Now, researchers from Uppsala University in Sweden, the European Synchrotron Radiation Facility (ESRF) and the University of Cambridge, have shed new light on the life cycles of one of the most iconic transitional animals between fishes and land mammals, and subsequently, the 'conquest' of land by tetrapods.
In a study published in the journal Nature, the team have shown that the fossils of the 360 million-year-old tetrapod Acanthostega are not adults, as previously thought, but in fact juveniles. The conclusion was based on high-resolution X-ray scans of fossil limb bones performed at ESRF facilities.
The fossils were taken from a huge deposit of Acanthostega remains in Greenland, discovered in 1987 by Jennifer Clack, one of the authors of the study. The team examined the life history of these bones by investigating their internal structure.

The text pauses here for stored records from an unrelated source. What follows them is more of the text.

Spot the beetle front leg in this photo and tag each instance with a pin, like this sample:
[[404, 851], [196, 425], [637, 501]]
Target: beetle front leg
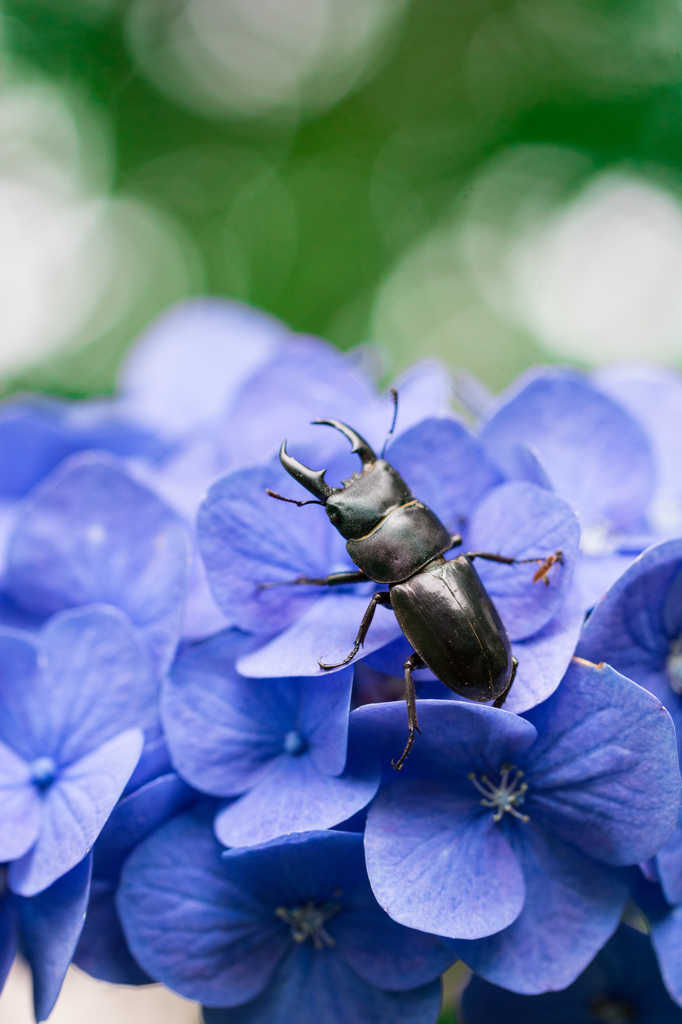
[[381, 597], [498, 702], [413, 663], [545, 564], [335, 580]]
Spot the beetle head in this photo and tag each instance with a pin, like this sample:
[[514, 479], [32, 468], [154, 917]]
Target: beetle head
[[365, 499]]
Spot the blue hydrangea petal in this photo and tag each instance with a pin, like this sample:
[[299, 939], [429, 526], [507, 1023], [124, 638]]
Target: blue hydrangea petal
[[421, 837], [326, 632], [311, 988], [667, 940], [134, 817], [75, 809], [185, 369], [544, 657], [596, 455], [652, 395], [247, 538], [188, 925], [223, 729], [572, 905], [634, 625], [7, 936], [444, 467], [669, 865], [102, 951], [19, 806], [49, 926], [293, 796], [523, 520], [603, 773], [91, 534], [93, 658]]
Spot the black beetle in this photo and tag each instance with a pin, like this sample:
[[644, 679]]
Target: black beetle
[[441, 606]]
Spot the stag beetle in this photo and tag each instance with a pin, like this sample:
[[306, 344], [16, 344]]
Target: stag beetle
[[441, 606]]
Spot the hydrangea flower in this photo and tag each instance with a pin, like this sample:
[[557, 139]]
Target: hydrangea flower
[[504, 825], [154, 795], [74, 705], [637, 628], [288, 930], [279, 745], [46, 927], [623, 983], [592, 453], [91, 532], [248, 540]]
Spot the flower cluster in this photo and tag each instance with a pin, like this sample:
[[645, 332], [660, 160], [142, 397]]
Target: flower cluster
[[189, 794]]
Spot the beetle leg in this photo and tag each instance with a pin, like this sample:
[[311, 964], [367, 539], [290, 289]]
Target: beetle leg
[[381, 597], [503, 696], [414, 662], [335, 580]]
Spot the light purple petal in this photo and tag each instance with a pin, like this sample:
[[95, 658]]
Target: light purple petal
[[19, 806], [544, 657], [292, 796], [522, 520], [325, 632], [603, 772], [75, 809], [247, 539], [194, 359], [90, 534], [595, 454], [572, 906]]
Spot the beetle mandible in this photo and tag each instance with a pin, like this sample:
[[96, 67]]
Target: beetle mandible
[[441, 606]]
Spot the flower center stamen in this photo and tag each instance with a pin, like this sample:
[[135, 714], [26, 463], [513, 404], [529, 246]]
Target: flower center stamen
[[307, 922], [505, 798], [295, 743]]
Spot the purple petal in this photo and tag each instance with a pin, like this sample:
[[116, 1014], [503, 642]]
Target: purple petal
[[310, 987], [325, 632], [102, 951], [523, 520], [437, 863], [445, 468], [652, 395], [75, 809], [247, 539], [596, 456], [19, 806], [49, 926], [572, 906], [188, 925], [293, 796], [223, 730], [603, 772], [91, 534], [194, 359], [544, 657]]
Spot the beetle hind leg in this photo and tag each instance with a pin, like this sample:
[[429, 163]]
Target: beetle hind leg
[[503, 696], [413, 663]]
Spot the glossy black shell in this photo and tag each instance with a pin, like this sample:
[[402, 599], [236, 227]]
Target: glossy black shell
[[448, 616]]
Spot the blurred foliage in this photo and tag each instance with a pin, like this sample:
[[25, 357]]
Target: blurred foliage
[[305, 217]]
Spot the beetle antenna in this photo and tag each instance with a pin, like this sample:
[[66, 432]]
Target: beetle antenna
[[293, 501], [393, 394]]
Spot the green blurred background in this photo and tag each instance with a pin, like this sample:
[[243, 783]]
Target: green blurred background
[[492, 182]]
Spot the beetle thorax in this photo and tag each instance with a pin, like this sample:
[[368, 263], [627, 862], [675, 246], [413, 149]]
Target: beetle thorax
[[367, 499]]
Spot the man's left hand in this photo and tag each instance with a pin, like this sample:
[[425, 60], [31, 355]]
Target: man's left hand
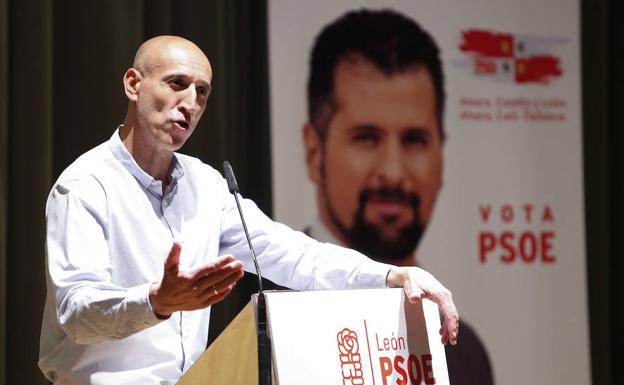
[[419, 284]]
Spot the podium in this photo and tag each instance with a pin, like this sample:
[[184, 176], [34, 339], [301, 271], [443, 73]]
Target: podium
[[343, 337]]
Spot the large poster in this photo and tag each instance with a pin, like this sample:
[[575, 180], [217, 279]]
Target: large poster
[[474, 174]]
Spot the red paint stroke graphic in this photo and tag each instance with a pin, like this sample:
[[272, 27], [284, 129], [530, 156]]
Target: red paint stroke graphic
[[489, 44], [515, 58]]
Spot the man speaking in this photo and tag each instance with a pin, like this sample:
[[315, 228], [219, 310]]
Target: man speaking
[[141, 240]]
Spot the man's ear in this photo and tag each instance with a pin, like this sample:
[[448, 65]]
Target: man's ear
[[132, 80], [313, 152]]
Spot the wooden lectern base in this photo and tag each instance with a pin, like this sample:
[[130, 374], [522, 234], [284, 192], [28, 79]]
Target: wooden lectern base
[[232, 358]]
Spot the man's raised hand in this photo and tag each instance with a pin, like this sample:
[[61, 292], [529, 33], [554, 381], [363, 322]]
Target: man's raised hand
[[197, 289]]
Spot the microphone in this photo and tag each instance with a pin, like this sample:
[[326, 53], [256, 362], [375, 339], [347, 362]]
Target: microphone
[[264, 342]]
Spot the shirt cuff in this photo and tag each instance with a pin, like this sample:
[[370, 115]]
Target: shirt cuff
[[373, 274], [141, 311]]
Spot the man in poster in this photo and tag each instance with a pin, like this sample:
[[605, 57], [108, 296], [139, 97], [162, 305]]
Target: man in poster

The team's findings raise questions regarding the whereabouts of the adult Acanthostega. Were there segregated distributions of juveniles and adults, at least at certain times? Or could it possibly mean, that the tetrapods started their life as aquatic animals and then progressed onto land. More research will be needed to determine this.
The tetrapods' move onto land was arguably one of the most radical adaptive shifts in the evolutionary history of animals. "Our study provides a first glimpse of the life-history traits of an early tetrapod. We plan to undertake a more complete survey of early-tetrapod life histories which should have a significant impact on theories depicted in all textbooks" said Sophie Sanchez, the lead author of the publication.